Archive for 1977

1977-08-31

Wednesday, August 31st, 1977

        Ah, I'm walking in a dream;
           the silent shadow of my own long scream.
         Pain and hurt mingle and I seem
           to be in an empty and full,
         at the same time, dream.

         I want to call out or talk to someone, but who?
           She's pulled away, my strength and security, she,
         for reasons I understand no better than my own
         The things she wants, I don't
           But, without her I want nothing.
         Have I come here against so soon?

                                 gallagher
                                 31 Aug 77

— Copyright 1965-2008 by Dennis Gallagher —

1977-09-28 read to the cadence of

Wednesday, September 28th, 1977
                                            to the cadence of
                                            Paul Simon's
                                            "I do it for your love"

         We were young, she was just a teen
         we fell in love in some distant dream.
         I remember the hours then
         full of love of a younger ken.
         Tumbled dreams of another day
         houses where we lived, the things we'd say,
         all gone down in the endless play.
         I do recall her love.

         The years we had now seemed so smooth
         but memories always seem to lose
         the edge of what really happened then
         when we learned to love and we had to bend.

         But people never really lose themselves
         The benders bend and abuse themselves
         and at some point we have to choose ourselves.
         I do recall her love.

         We were young, she was just a teen
         I remember her, my distant dream.
         She loved me then when love was all
         and I never felt I could ever fall.

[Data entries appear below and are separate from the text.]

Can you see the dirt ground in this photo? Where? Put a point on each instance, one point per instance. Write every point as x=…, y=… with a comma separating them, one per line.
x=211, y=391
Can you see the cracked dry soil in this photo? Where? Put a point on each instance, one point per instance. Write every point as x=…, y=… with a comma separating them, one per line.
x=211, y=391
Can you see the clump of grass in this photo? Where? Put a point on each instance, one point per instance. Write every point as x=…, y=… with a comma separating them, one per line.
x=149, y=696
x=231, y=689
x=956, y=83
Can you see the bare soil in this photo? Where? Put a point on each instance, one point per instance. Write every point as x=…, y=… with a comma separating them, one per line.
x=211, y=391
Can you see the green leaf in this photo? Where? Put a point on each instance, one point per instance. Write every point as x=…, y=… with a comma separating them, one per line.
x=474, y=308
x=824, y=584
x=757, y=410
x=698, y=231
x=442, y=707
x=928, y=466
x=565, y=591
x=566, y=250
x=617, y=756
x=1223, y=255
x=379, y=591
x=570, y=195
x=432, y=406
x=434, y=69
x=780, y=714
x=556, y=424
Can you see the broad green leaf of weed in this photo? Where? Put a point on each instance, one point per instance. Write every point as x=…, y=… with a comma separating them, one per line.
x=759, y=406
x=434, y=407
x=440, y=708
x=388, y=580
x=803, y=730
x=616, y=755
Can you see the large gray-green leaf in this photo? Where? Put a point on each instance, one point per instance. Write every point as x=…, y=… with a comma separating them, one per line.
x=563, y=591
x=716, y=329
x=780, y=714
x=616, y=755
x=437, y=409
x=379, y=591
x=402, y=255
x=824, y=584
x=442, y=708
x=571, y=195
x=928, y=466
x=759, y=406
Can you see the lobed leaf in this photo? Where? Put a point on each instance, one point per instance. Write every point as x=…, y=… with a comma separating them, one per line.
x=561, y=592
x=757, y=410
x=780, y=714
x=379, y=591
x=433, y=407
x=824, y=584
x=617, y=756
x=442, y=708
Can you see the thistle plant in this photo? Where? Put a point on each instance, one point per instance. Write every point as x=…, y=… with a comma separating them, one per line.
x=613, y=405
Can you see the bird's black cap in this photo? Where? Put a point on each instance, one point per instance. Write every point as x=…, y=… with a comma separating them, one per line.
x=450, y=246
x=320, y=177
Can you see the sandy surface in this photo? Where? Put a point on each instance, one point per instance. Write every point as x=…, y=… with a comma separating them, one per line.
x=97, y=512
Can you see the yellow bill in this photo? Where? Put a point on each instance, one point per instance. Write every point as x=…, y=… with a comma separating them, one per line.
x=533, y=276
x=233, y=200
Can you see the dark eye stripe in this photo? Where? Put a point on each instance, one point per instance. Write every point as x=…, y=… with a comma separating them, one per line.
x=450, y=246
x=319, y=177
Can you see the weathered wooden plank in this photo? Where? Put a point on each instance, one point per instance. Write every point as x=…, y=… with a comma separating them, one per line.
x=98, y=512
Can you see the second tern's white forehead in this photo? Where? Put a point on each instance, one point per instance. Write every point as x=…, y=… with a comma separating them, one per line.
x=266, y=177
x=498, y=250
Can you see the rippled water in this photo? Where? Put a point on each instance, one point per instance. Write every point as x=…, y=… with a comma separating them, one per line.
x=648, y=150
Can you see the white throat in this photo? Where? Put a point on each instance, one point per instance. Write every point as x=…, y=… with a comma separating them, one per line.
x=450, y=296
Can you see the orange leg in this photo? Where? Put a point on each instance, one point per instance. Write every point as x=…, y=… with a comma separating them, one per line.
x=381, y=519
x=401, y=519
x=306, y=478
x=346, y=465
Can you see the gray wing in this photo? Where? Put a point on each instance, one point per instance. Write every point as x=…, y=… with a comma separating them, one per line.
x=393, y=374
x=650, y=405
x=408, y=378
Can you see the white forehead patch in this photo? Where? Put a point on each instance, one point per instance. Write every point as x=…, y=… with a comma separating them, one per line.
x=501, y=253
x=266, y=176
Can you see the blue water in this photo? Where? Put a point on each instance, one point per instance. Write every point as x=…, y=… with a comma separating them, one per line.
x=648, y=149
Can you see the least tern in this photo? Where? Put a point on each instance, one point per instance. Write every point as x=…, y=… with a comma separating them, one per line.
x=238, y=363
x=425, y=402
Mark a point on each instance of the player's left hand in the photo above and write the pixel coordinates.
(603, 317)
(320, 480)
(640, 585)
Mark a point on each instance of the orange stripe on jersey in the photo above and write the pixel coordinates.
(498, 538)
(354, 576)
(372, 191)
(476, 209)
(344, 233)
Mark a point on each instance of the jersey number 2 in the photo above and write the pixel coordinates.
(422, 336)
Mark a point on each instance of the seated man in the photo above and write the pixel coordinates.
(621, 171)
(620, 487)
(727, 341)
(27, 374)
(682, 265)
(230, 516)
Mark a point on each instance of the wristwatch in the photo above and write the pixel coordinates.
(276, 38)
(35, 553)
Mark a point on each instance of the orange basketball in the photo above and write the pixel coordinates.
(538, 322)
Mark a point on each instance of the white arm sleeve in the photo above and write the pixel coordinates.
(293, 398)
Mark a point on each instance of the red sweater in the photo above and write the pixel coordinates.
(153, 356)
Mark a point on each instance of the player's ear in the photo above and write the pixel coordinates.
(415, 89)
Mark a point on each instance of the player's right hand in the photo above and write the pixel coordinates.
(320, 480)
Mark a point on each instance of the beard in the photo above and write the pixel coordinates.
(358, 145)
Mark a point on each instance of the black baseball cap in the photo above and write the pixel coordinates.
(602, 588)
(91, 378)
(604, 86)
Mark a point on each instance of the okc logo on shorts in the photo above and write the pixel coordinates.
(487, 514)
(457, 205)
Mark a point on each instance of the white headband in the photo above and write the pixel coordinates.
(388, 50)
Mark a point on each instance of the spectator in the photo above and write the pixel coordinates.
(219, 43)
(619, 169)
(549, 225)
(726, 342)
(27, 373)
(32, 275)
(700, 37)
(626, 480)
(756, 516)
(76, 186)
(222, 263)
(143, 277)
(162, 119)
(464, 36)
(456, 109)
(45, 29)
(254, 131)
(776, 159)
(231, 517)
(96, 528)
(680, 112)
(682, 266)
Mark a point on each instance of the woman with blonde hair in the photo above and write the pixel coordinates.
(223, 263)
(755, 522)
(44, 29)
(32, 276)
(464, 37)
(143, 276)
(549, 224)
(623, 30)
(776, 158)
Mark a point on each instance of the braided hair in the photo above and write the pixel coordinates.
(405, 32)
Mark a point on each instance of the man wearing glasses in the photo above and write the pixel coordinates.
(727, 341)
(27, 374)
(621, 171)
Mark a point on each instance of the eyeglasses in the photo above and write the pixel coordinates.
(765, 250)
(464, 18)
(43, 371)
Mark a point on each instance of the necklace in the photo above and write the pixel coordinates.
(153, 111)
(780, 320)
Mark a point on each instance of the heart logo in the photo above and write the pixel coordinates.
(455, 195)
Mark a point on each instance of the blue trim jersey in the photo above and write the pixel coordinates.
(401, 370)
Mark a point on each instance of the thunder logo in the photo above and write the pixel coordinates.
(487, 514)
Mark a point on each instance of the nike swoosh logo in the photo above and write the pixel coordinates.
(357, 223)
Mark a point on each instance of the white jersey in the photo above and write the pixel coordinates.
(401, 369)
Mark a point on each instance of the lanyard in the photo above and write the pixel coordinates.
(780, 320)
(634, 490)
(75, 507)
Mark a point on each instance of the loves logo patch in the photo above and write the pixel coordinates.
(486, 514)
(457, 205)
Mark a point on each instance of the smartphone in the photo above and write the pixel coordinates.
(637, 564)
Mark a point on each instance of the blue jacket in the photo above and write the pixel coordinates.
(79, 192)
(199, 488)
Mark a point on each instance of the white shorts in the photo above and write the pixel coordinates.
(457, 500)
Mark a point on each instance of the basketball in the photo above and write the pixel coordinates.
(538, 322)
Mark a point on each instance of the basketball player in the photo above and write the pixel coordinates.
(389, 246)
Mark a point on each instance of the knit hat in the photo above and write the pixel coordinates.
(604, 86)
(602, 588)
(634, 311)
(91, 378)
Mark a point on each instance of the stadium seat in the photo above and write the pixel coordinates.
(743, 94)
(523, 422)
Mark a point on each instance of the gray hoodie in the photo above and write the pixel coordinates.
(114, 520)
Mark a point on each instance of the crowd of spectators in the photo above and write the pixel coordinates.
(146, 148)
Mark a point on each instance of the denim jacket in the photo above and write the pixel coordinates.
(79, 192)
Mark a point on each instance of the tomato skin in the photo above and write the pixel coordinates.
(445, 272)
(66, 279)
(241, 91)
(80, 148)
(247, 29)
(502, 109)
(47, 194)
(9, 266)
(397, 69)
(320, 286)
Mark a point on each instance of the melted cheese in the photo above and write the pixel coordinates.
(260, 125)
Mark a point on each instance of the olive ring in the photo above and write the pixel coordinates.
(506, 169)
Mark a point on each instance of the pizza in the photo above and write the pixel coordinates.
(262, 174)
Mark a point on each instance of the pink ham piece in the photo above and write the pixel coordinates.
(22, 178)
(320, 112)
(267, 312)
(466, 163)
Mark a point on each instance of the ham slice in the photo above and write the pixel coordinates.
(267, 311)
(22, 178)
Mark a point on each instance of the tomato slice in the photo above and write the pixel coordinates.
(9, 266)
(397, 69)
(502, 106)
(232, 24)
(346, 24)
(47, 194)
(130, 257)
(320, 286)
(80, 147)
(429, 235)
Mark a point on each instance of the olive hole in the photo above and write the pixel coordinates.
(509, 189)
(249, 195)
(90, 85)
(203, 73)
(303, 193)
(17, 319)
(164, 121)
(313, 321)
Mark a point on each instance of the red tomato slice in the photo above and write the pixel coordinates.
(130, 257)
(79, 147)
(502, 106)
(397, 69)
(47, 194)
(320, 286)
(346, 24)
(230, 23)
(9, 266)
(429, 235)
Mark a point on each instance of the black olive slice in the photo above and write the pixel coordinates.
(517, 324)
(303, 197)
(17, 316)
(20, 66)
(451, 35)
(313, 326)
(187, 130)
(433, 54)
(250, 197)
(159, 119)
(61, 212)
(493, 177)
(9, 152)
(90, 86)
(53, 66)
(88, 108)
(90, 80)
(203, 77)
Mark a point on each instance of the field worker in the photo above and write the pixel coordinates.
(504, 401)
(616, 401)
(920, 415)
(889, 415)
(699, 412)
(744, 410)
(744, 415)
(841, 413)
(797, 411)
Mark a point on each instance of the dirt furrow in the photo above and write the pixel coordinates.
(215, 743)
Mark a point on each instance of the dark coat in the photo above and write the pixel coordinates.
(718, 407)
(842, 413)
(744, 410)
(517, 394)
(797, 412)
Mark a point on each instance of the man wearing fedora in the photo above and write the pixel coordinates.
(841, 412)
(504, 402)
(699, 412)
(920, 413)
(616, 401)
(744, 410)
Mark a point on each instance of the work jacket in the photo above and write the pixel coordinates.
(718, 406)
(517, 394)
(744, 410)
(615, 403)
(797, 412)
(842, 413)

         But through the years the bitter lines
         formed where love, ...her love met mine
         and she came to see I was not her dream
         and all our years were not as they seemed
         and I remember all I've lost.

         Her dreams have woken, our stars uncrossed
         but if I ever get the chance again
         then I'd fall in love and start again.
                                 gallagher
                                 28 September 1977

— Copyright 1965-2008 by Dennis Gallagher —

1977-10-02

Sunday, October 2nd, 1977

         ever lasting conjunction
         we walk through each other and melt
         into the next moment
         we wait, on the move,
         form ourselves and change
         all in anticipation
         that something will come of it
         the weeks and months and years
         are the backdrop to this now
         which we ever wait for
         surely there must be more ....
         Godot once told me this story
         but I had lent my ear to Gautama
         who was giving away poses
         to pass the waiting, with a smile.